Green Party deputy Hans Christian Ströbele, a member of the PKG for many years, has questioned whether the BND had additional agents operating in Baghdad—at least before the war began. “The question arises, at what time, how many and what sort of agents were active in Baghdad,” he told the newspaper Die Welt The presence of additional, hitherto-unknown intelligence agents would explain the contradictions between the version of events given by the New York Times and that maintained by the German government.

Last week Ströbele submitted a “dissenting report” which sharply criticised the official government report on the activities of the BND and demonstrated that the agency had very probably supplied Washington with information that was used to prepare the war.

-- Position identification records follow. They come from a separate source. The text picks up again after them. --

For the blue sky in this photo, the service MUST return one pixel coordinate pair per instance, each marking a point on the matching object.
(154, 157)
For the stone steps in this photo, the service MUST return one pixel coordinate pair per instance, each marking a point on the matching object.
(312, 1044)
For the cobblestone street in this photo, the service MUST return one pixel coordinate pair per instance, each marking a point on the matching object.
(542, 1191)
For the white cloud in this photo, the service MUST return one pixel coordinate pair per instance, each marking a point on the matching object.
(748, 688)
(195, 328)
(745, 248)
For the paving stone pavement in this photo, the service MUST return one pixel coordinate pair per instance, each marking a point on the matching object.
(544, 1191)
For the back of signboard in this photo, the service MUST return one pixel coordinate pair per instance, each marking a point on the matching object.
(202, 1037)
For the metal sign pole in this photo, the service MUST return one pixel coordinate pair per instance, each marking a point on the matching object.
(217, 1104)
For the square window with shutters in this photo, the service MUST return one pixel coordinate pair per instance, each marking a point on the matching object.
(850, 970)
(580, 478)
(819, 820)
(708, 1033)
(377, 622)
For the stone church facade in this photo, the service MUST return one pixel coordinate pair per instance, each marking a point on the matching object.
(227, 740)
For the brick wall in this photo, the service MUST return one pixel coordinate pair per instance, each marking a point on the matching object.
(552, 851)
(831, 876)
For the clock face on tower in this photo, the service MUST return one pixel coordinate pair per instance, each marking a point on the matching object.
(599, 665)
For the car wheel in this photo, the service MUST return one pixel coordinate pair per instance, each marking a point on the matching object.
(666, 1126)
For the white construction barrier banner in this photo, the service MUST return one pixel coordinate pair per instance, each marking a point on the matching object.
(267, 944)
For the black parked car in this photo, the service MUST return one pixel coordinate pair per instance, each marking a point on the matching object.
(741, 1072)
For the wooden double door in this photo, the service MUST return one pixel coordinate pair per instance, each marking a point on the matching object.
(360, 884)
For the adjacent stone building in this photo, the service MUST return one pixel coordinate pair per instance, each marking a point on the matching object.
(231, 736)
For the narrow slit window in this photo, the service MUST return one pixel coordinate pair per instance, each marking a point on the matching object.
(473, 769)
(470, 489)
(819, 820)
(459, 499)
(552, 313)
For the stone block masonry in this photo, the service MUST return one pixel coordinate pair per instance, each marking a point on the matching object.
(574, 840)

It has also been revealed that the BND had actually stationed a contact man in the US army headquarters in Qatar. The agent P.—pseudonym “Gardist”—is said to have been “the addressee for all requests for information” that the US supreme command sought to have passed on to the two BND agents in Baghdad, according to the Süddeutsche Zeitung “His task was to forward the requests of the Americans—allegedly there were a total of 33—to the BND centre.” From there, they were passed on as a request for information to Baghdad.

According to the New York Times, Germany, which officially opposed the war, was internally classified by US military as “non-coalition, but cooperating.”

The parliamentary control committee will meet on Monday, March 8, in a special session to deal with the new claims made by theNew York Times It is not clear whether any new facts will emerge. This can hardly be expected, given that up to now the government and BND have only served up small doses of intelligence at a time - and then only because they had no other choice.

In the meantime, the revelations threaten to damage not only the reputation of the government of Schröder and Joshka Fischer (Greens), whose opposition to the Iraq war becomes less and less credible, but also the stability of the current government led by Angela Merkel (CDU), which has made clear it does not have the slightest interest in exposing the murky operations of the German secret service.